En la entrada anterior describimos el proceso lector en ausencia de dificultades. En esta ocasión, nos centramos en los modelos explicativos de las dificultades presentes en personas con dislexia. Una primera idea que debemos tener en cuenta es que la dislexia abarca un gran conjunto de síntomas. Las dificultades lectoras son una pieza fundamental de este síndrome, pero no son las únicas. De hecho, los estudios señalan que las dificultades lectoras se relacionan, al menos, con cuatro tipos diferentes de déficits cognitivos[1]:

  • dislexia problemas

    Déficits cognitivos asociados a las dificultades lectoras.

    Perceptivo-motores: dificultades en la percepción de formas y en la motricidad gruesa y fina.

  • Memoria: almacenar información verbal a corto plazo es difícil.
  • Fonológicos: complicaciones al manipular los sonidos del lenguaje.
  • Psicolingüísticos: dificultades en la recepción, organización y expresión del lenguaje.

A su vez, estos déficits han servido como base para el desarrollo de múltiples hipótesis explicativas[2]. La primera de ellas es la del déficit fonológico. Se trata de la explicación más aceptada y con mayor desarrollo. El planteamiento básico es que las personas con dislexia tienen una alteración en su capacidad para emplear el código de sonidos del alfabeto. Tienen dificultades en separar y organizar estos sonidos. Las dificultades de memoria y atención están incluidas en la afectación fonológica (no se usan los fonemas adecuadamente). Los estudios de neuroimagen revelan que hay relación entre estas dificultades y alteraciones en las zonas del cerebro relacionadas con el lenguaje.

Otra hipótesis es la del déficit visual. Postula que el problema básico de la dislexia se encuentra en la transferencia de información visual.
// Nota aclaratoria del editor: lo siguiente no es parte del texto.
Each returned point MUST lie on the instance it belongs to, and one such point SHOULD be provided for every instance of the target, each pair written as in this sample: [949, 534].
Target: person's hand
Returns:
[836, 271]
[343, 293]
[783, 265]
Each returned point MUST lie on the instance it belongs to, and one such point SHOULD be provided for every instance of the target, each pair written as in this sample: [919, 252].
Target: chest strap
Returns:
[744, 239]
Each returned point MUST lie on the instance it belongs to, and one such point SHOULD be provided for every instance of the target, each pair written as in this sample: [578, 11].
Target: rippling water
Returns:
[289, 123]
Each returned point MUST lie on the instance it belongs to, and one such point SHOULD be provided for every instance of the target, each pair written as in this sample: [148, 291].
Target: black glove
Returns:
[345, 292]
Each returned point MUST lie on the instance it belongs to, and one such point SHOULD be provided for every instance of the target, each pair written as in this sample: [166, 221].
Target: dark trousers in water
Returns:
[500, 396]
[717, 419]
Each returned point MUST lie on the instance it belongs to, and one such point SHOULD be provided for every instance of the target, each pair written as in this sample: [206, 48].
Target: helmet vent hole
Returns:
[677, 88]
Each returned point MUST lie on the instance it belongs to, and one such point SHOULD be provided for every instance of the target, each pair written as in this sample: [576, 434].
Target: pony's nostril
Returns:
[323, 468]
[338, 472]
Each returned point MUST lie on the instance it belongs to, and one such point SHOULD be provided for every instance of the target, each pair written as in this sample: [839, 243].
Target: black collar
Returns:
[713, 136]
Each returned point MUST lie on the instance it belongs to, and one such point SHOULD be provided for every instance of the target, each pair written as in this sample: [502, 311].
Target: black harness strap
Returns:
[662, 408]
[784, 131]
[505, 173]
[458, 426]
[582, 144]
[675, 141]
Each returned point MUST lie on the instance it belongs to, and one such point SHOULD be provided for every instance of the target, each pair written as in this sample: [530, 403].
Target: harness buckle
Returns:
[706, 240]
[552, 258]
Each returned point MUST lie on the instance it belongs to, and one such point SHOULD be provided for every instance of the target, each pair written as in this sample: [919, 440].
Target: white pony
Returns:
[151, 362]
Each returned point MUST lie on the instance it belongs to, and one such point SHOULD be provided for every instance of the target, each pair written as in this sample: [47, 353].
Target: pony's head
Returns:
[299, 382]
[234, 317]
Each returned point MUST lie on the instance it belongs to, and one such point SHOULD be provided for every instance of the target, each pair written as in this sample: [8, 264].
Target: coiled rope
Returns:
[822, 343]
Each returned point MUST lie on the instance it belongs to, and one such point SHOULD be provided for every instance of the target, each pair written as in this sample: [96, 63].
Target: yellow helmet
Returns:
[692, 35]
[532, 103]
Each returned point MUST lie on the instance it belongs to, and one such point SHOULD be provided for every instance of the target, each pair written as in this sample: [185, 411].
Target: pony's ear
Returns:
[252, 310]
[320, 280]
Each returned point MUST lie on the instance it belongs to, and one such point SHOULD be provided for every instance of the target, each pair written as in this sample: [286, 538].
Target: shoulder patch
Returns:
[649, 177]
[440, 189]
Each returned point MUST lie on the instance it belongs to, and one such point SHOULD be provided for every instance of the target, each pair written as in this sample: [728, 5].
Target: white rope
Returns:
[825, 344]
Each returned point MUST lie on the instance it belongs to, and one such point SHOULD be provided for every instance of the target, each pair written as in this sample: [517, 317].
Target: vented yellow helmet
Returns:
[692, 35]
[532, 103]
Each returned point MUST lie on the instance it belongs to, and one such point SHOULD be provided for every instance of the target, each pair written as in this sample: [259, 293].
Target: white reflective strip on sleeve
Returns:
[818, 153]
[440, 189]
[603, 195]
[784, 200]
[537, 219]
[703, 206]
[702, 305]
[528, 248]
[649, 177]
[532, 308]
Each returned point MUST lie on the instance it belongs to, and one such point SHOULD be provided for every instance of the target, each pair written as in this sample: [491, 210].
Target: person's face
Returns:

Estaría afectada la vía que va desde los ojos hasta las áreas de la corteza que procesan la información visual. De manera muy general, esta transmisión se realiza de una forma más lenta. Esto provoca una menor eficiencia en el proceso lector y la aparición de errores.

Esta hipótesis fue muy popular en los inicios de los estudios de la dislexia, aunque posteriormente perdió protagonismo. Sin embargo, Floch y Ropars (2017) publicaron un trabajo[3] en el que comparaban a personas con dislexia frente a personas sin dislexia. La conclusión de los autores es que había diferencias estructurales en la fóvea (una región ocular), que explicaría las dificultades de las personas con dislexia. Este trabajo tuvo una gran repercusión mediática, reviviendo la hipótesis del déficit visual.

Una tercera visión plantea que el problema central de la dislexia radica en las dificultades para la automatización de los procesos lectores. Esta hipótesis se basa en que la lectura evoluciona de manera natural hacia una automatización de la identificación de símbolos lingüísticos y sus sonidos. Con ello se liberan recursos cognitivos para la comprensión del lenguaje. En las personas con dislexia este proceso no se produciría. Por ello, destinarían muchos recursos a decodificar los símbolos y aparecerían problemas de comprensión. La dificultad en la automatización no se limitaría al lenguaje y estaría estrechamente relacionada con el funcionamiento del cerebelo, una región cerebral que muestra alteraciones en las personas con dislexia[4].

Estas hipótesis no son incompatibles entre sí. Por el contrario, la existencia de múltiples hipótesis tiene que ver con la gran diversidad de dificultades que pueden mostrar las personas con dislexia. No es esperable que exista una única dificultad en todas las personas con dislexia. Por el contrario, lo más probable es que existan múltiples alteraciones que den lugar a problemas en la lectura.

 


  • [1] Rivas, R. y López, S. (2015). Actualidad en la etiología de la dislexia. Revista de estudios e investigación en psicología y educación. Extr.(9), DOI: 10.17979/reipe.2015.0.09.133
  • [2] Serrano, F. y Defior, S. (2004). Dislexia en español: estado de la cuestión. Revista Electrónica de Investigación Psicoeducativa y Psicopedagógica. 2(2), 13-34.
  • [3] Le Floch, A. y Ropars, G. (2017). Left-right asymmetry of the Maxwell spot centroids in adults without and with dislexia. Proc. R. Soc. B.http://doi.org/10.1098/rspb.2017.1380
  • [4] Fawcett, A. y Nicolson, R. (2004). El cerebelo: su implicación en la dislexia. Revista Electrónica de Investigación Psicoeducativa y Psicopedagógica. 2(2), 35-58.